7. Service downgrade
Service downgrade is when the server pressure increases sharply, some services and pages are strategically downgraded based on the current business conditions and traffic, so as to release server resources and Ensure the normal operation of core tasks. Degradation often specifies different levels, and performs different processing when facing different exception levels. In addition, search the public account Java Architect Technical Backend and reply "Spring" to get a surprise gift package.
Depending on the service method: you can refuse service, you can delay service, and sometimes you can provide random service.
Depending on the service scope: a certain function can be cut off, or certain modules can be cut off.
In short, service downgrade requires different downgrade strategies according to different business needs. The main purpose is that although the service is damaged, it is better than nothing.
8. Meltdown VS Downgrade
Same points: the goals are the same, starting from availability and reliability, in order to prevent the system from crashing; the user experience is similar, and in the end, users experience that certain functions are temporary Unavailable;
Differences: The triggering reasons are different. Service interruption is generally caused by the failure of a certain service (downstream service), while service degradation is generally considered from the overall load;
9. Service limit Flow
Current limiting can be considered a type of service degradation. Current limiting is to limit the input and output traffic of the system to achieve the purpose of protecting the system. Generally speaking, the throughput of the system can be measured. In order to ensure the stable operation of the system, once the threshold that needs to be restricted is reached, the traffic needs to be restricted and some measures must be taken to achieve the purpose of limiting the traffic. For example: delayed processing, rejection of processing, or partial rejection of processing, etc.
10. Fault masking
Remove the faulty machine from the cluster to ensure that new requests are not distributed to the faulty machine.
Testing method
1. Black box/white box testing
Black box testing does not consider the internal structure and logical structure of the program. It is mainly used to test whether the function of the system meets the requirement specifications. . Generally there will be an input value, an input value, and an expected value for comparison.

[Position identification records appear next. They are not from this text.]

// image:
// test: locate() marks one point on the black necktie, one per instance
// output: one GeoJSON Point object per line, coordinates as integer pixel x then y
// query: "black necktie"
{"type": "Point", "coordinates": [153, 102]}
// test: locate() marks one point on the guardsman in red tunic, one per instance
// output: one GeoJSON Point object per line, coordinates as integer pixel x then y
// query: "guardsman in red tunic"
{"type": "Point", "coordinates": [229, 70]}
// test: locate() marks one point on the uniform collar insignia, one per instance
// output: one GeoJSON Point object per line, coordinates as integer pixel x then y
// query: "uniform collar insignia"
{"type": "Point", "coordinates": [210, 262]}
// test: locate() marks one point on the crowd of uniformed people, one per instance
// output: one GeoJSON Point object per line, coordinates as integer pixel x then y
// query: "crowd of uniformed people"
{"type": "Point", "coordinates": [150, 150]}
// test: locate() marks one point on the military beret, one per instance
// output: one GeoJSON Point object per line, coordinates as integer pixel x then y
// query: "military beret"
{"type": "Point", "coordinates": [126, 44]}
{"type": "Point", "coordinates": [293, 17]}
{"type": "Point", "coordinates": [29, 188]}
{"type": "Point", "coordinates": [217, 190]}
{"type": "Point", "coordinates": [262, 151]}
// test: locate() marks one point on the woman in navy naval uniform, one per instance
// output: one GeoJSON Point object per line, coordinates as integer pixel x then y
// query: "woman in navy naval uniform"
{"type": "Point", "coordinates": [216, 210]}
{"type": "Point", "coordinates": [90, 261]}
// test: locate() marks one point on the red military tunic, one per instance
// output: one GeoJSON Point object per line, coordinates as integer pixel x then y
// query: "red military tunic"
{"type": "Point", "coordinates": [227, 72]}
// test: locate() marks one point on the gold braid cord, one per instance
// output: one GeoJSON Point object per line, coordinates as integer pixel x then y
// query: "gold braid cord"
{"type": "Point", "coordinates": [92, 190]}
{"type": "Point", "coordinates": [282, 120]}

White box testing is mainly used in the unit testing phase, mainly for code-level testing. For the internal logical structure of the program, the testing methods include: statement coverage, judgment coverage, condition coverage, path coverage, and condition combination coverage
2. Unit/Integration/System/Acceptance Testing
Software testing is generally divided into 4 stages: unit testing, integration testing, system testing, and acceptance testing.

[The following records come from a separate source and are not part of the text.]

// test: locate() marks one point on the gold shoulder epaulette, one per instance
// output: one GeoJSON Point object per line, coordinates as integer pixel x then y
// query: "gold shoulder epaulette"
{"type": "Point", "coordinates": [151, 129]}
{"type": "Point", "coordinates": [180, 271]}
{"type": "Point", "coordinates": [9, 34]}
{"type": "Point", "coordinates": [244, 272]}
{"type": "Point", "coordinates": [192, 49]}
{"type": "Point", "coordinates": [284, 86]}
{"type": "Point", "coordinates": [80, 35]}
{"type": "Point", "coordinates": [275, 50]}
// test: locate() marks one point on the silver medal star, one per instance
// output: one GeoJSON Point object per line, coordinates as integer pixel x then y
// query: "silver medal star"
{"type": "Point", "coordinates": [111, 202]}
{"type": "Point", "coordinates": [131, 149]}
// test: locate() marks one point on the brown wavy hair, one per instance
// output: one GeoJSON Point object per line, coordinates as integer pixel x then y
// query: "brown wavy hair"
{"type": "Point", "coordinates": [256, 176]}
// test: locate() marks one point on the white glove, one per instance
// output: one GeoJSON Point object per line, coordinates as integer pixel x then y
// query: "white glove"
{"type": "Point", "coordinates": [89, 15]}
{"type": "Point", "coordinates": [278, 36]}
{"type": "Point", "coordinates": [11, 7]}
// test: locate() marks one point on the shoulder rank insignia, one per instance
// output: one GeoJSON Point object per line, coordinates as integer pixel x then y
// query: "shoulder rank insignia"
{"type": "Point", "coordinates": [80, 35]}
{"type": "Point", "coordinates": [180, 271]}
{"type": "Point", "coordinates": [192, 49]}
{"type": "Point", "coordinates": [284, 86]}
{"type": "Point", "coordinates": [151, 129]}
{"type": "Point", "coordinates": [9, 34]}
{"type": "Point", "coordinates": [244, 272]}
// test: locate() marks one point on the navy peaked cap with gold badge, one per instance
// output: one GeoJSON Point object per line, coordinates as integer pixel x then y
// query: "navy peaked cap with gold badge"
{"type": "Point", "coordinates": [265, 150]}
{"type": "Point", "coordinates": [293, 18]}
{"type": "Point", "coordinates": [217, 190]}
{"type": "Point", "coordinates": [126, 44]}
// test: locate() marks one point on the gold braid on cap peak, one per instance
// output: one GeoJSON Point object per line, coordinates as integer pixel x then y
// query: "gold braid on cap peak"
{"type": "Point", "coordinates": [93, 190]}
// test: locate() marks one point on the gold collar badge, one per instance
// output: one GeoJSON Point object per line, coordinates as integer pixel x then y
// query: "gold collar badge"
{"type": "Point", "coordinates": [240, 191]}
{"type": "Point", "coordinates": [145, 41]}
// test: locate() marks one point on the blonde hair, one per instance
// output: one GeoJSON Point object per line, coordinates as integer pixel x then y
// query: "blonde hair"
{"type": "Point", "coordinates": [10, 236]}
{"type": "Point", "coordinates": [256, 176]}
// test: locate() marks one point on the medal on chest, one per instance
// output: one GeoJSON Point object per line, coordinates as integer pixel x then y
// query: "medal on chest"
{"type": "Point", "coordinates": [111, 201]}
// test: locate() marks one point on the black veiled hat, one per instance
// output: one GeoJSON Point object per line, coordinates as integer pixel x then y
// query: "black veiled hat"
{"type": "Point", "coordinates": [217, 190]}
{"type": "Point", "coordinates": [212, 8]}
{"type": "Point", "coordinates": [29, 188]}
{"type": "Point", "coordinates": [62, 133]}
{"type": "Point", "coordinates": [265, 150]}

Unit testing: Unit testing is to check and verify the smallest verifiable unit in the software, such as a module, a process, a method, etc. Unit testing has the smallest granularity and is generally tested by the development team using a white-box approach. It mainly tests whether the unit conforms to the "design".
Integration testing: Integration testing is also called assembly testing. It usually tests all program modules in an orderly and incremental manner based on unit testing. Integration testing is between unit testing and system testing, playing a "bridge role". Generally, the development team uses a white box plus black box approach to test, which not only verifies the "design" but also verifies the "requirements".
System testing: During system testing, the software that has been integrated tested will be used as part of the computer system and combined with other parts of the system to conduct a series of strict and effective tests in the actual operating environment. Test to discover potential problems with the software and ensure the normal operation of the system. System testing has the largest granularity and is generally tested by an independent testing team using a black box approach. It mainly tests whether the system meets the "requirement specifications".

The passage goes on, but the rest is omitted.